As a communist philosopher and devoted Marxist, one of Lenin’s most profound contributions to the history and restructuring of Russia is his founding leadership of the Bolshevik Party. Although he was loved by some and hated by others, his ideologies coupled with those of Marx became known as Marxism-Leninism, and it did much to solidify the founding of a number of radical schools of thought that followed (Trotskyism, Maoism, Stalinism). Many of his writings are considered influential to the communist cause and include: What is to be Done?, Imperialism, the Highest Stage of Capitalism; The State and the Revolution, the April Theses, Left-Wing Communism: An Infantile Disorder and finally the New Economic Policy which helped revive the Russian economy through foreign trade, agricultural produce requisition and nationalization.

2. Challenges

Considered one of the most controversial leaders of all time, the continual struggles with promoting his Marxist causes and beliefs presented a monumental challenge to Lenin. Choosing the most fortuitous time to lead the Bolsheviks into power was a balancing act between timing and patience, but it was also pivotal in Lenin’s rise to power. His staunch rule and mass executions of any anti-Bolsheviks presented a challenge to the citizenry, causing resentment and resulting in an assassination attempt on Lenin’s life.

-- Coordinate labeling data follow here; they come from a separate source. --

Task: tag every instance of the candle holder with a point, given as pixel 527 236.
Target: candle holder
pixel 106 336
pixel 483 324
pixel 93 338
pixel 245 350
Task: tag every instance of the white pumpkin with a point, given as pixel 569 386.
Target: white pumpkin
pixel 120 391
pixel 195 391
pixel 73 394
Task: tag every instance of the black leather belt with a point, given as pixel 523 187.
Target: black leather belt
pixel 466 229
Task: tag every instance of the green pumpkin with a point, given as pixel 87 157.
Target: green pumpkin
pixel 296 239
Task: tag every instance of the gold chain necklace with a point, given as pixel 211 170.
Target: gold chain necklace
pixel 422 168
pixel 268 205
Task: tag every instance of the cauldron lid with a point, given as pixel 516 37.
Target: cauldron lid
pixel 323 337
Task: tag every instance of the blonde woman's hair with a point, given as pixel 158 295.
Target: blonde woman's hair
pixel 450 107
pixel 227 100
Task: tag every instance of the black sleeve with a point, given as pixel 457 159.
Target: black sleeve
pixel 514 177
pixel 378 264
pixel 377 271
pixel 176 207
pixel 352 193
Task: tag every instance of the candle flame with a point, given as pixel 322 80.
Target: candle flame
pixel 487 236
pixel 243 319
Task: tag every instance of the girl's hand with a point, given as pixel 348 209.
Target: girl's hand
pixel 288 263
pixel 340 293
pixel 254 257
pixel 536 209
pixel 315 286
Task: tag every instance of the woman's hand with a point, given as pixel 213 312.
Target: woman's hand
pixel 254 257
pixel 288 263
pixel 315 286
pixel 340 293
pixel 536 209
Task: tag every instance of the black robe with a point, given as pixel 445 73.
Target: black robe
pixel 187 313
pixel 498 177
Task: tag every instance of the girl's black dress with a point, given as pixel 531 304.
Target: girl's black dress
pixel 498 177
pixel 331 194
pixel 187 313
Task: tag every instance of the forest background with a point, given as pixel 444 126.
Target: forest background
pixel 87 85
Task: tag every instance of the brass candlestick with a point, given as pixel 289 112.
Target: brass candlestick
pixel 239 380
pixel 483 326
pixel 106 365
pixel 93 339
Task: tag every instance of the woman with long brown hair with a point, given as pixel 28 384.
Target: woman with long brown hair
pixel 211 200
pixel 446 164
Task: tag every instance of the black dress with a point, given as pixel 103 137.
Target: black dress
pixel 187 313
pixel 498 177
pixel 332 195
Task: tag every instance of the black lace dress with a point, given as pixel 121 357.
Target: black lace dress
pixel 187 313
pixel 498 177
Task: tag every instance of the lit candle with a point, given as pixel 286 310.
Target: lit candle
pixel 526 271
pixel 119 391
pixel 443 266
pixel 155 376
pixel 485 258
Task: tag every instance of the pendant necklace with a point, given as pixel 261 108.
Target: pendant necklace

Surviving the wounds to his neck and shoulder, his health was never the same.

1. Death and Legacy

After a series of strokes, Lenin died in 1924. Thousands of mourners paraded by his exposed coffin that lay in a mausoleum in Red Square in Moscow. Lenin’s mausoleum has been open to the public since he died—minus the four years that his body was removed and taken to Siberia during WWII. The founding father of the Bolshevik Party and the first leader of the Soviet Union are legacies that have sealed his rank as one of the most influential and controversial leaders of the 20th century.